Ülkenin içi ise pimi çekilmiş bomba. Her an, her yerde bir patlak verecek ve ülkeyi nereye sürükleyecek bir tek Allah bilir.
14 Myıs’a bir kaç gün kala geri sayım başladı, at gözlüklerini çıkarın etrafa bir bakın, bu ülke nasıl idi! nasıl oldu?
Halk durduk yerde neden sokakta, neden grevde, neden öfkeli, neden tepkili?
Nedir bu doğru gitmeyen? Nedir bu kavga bu dövüş? Nedir bu bilmece bu gizlilik, net olmayan?

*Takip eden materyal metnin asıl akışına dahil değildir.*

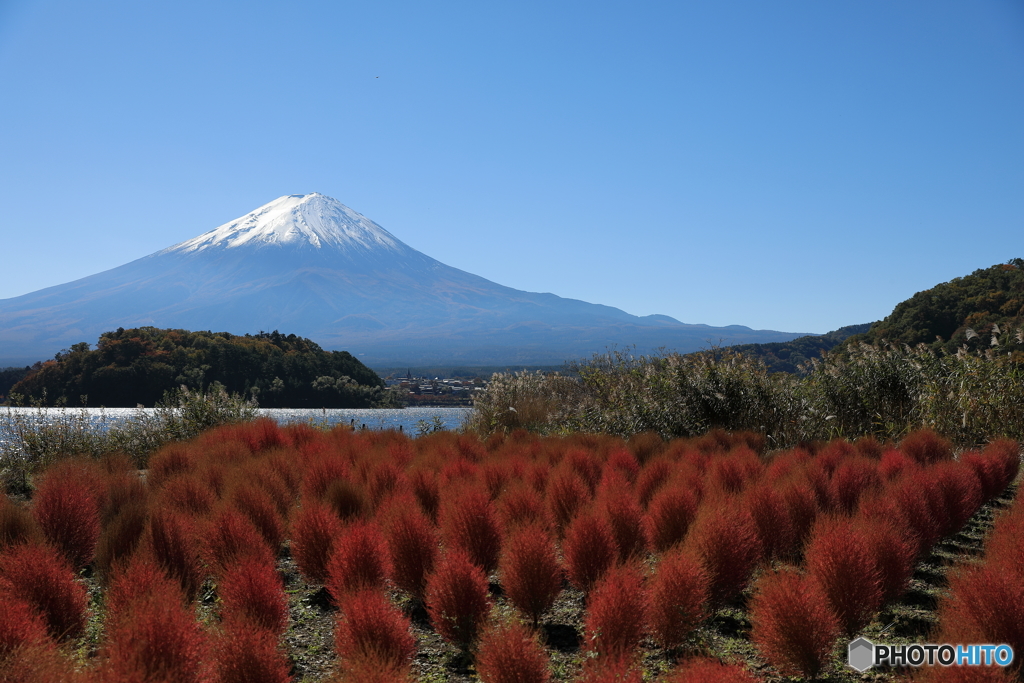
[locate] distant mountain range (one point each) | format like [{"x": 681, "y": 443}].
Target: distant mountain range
[{"x": 309, "y": 265}]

Beyinler yıkınmış, kavramlar başka anlam taşımış. Tüm değerler kabuğundan çıkmış başı buyruk ve arsızca hızla değişti artık adalet, hak hukuk işlemez oldu her şeyin başı kıçı birbirine karışmış, fakirin gayri meşru çocuğu olursa piç, zenginin olursa yasak aşkın meyvesi olur. Fakir, kız peşinde koşarsa sapık, zengin koşarsa playboy olur. Fakir toplanırsa çete, zengin toplanırsa toplantı olur. Fakir çalarsa hırsızlık, zengin çalarsa yolsuzluk olur. Yolsuzluk olurda bu kadarı da bu iktidarda göründü.
Onun için; Bağını keseceksin tüm kölelik zincirlerinden.
her tarafına pranga vurulmuşsa bile.
Unutma ışık hızından daha hızlı düşünce hızın var
Senin için SİTTİR ET demeden hak etiğiniz gibi yaşamınızı kazanın.